There are some basic features that we want our server to have and those features are added here. At the top I require the two modules that my server needs: body-parser and express-session. The former appends a body object onto the request that contains form data from post requests as key value pairs, the latter adds a session object onto the request where I can store data about a particular user that will persist between requests. I need these services to store persistent data and process forms so I usually require them as part of my basic setup.

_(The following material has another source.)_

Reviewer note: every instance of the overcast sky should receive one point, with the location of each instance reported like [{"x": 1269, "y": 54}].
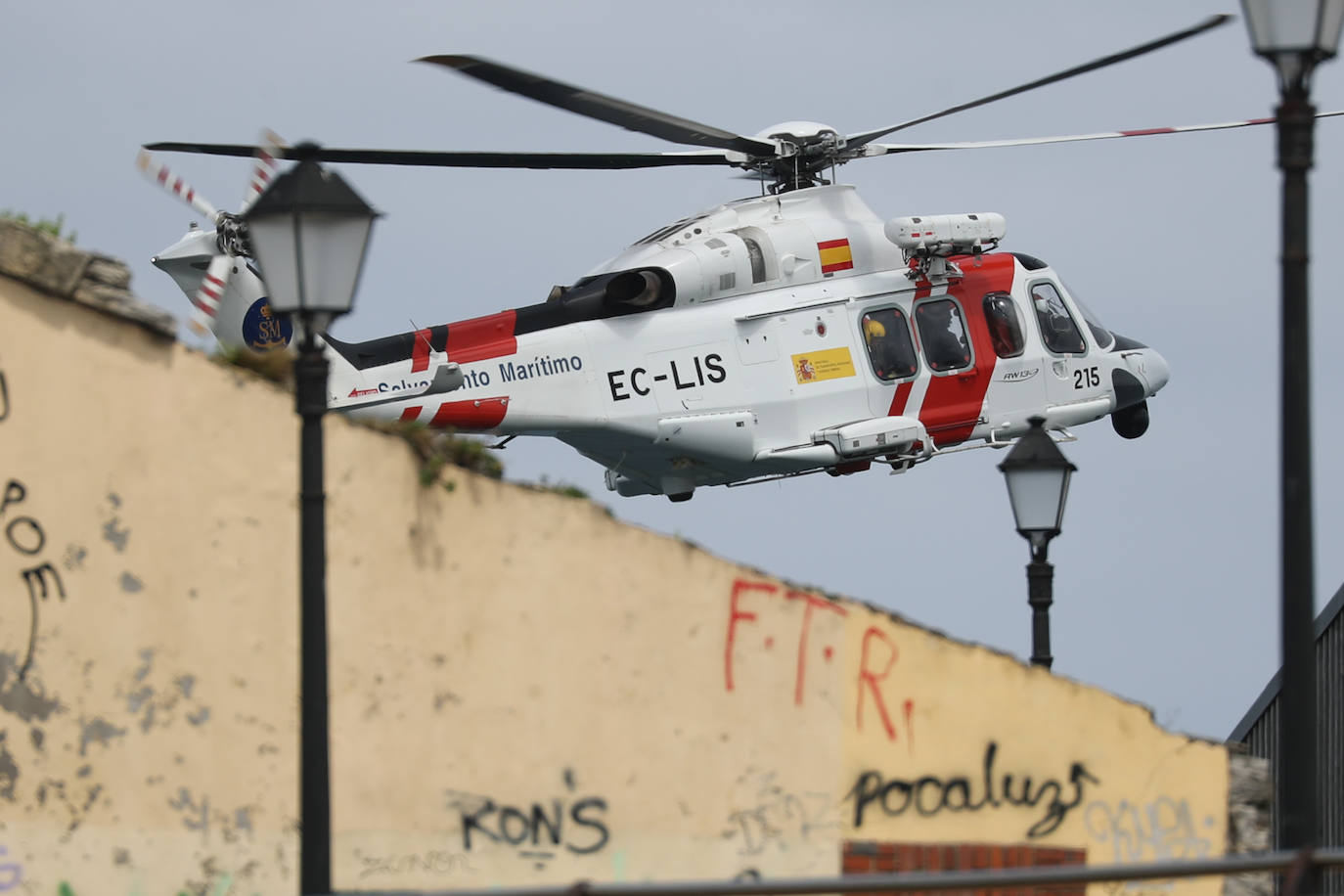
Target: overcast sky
[{"x": 1167, "y": 571}]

Next I define the function that I will export to configure my application. Recall that this is the function I will invoke with express and my server in server.js. After this I use the app.use() method to intialize the modules I required up top and import their functionality into my server. Next I use the express.static() method to define a directory where I will serve static files. Express is really smart: it sees the index.html file in that directory and will serve that to the client, along with any .js or .css files that index.hml requires, when a request is made to the base url. Finally, I pass the app into a routes.js file where it will be configured with all the specific routes I want to use for my api.

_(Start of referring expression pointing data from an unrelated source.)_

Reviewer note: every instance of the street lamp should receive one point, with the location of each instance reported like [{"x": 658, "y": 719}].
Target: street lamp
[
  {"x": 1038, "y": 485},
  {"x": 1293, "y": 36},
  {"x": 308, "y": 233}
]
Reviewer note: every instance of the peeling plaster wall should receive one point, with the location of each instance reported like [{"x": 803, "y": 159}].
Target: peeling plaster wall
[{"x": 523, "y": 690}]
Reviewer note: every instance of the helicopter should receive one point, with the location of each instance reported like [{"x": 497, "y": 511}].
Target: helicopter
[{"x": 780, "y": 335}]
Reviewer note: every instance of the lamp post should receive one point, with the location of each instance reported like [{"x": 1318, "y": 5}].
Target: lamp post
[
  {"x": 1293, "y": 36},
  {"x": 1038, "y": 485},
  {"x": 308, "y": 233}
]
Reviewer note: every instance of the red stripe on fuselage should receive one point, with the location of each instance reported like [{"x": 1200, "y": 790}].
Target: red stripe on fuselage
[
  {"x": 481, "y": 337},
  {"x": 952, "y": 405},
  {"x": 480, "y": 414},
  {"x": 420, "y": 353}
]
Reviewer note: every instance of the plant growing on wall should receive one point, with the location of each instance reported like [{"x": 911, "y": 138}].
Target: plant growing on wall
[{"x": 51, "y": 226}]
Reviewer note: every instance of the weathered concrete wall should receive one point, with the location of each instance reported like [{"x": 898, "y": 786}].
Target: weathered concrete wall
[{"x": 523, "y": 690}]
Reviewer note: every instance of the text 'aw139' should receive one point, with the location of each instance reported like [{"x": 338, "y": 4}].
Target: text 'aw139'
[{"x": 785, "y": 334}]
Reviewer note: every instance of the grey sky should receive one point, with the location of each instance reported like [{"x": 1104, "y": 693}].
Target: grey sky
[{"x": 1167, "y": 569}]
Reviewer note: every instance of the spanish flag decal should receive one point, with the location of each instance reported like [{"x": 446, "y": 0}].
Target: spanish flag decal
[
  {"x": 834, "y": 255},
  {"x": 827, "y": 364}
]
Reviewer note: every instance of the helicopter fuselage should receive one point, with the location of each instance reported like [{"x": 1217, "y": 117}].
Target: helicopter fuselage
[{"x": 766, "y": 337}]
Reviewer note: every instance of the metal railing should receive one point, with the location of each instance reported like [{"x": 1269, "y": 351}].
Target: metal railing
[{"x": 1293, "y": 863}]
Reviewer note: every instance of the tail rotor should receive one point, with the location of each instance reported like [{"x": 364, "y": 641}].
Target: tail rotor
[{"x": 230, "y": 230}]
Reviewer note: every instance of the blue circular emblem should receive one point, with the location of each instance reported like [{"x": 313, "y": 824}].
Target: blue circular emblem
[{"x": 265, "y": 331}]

These are the most basic services I need to serve up a webpage. I make a server, add a couple useful features and tell it where my html is stored. Because I am using Angular, once the index.html file is loaded in the browser Angular’s router will take over the job of routing and serving files. But thats not all I need. A server can provide many kinds of resources to the client, and in my app I want it to provide access to a database. At the end of my config.js file I pass the app into router.js file, which looks something like this:

1
2
3
4
5
6
7
8
9
10
11
12
13
14
15
16
17
18
19
20
21
22
23
// routes.js
module.exports = function(app){

  app.post('/api/userdata', function(req, res){
    var username = req.body.username;
    var password = req.body.password;

    User.findOne({username: username, password: password}, function(err, data){
      req.session.user = data;
      res.redirect('/#/home');
    })
  })

  app.post('/api/newuser', function(req, res){
    var username = req.body.username;
    var password = req.body.password;

    new User({username: username, password: password}).save(function(err, data){
      req.session.user = user;
      res.redirect('/#/home');
    })
  })
}

To define a server response to a given request you use “http verb” methods on the server object, each of which takes a url as its first argument and a callback as its second. The most common methods are app.get and app.post, the former makes a request for something from the server, either a web page or some data, and the latter sends data to the server. In routes.js I define responses for two different requests, each one defined by a specific url. When a post request is made to one of these urls Node.js will instantiate a request object and a response object and pass them into our callback where we can extract form data, store session data, access our database and define a server response. Now our server is fully functional, lets review each file and what it does:

  1. index.js –> starts the server listening for http requests
  2. server.js –> creates a server object with express
  3. config.js –> configures the server
  4. routes.js –> defines the routes to be handled by the server

The advantage of this organization is that we know exactly where to go when we want to change the configuration of our server or add new routes. We are saved from the confusion that results from having blocks of code that serve different purposes stored in the same file.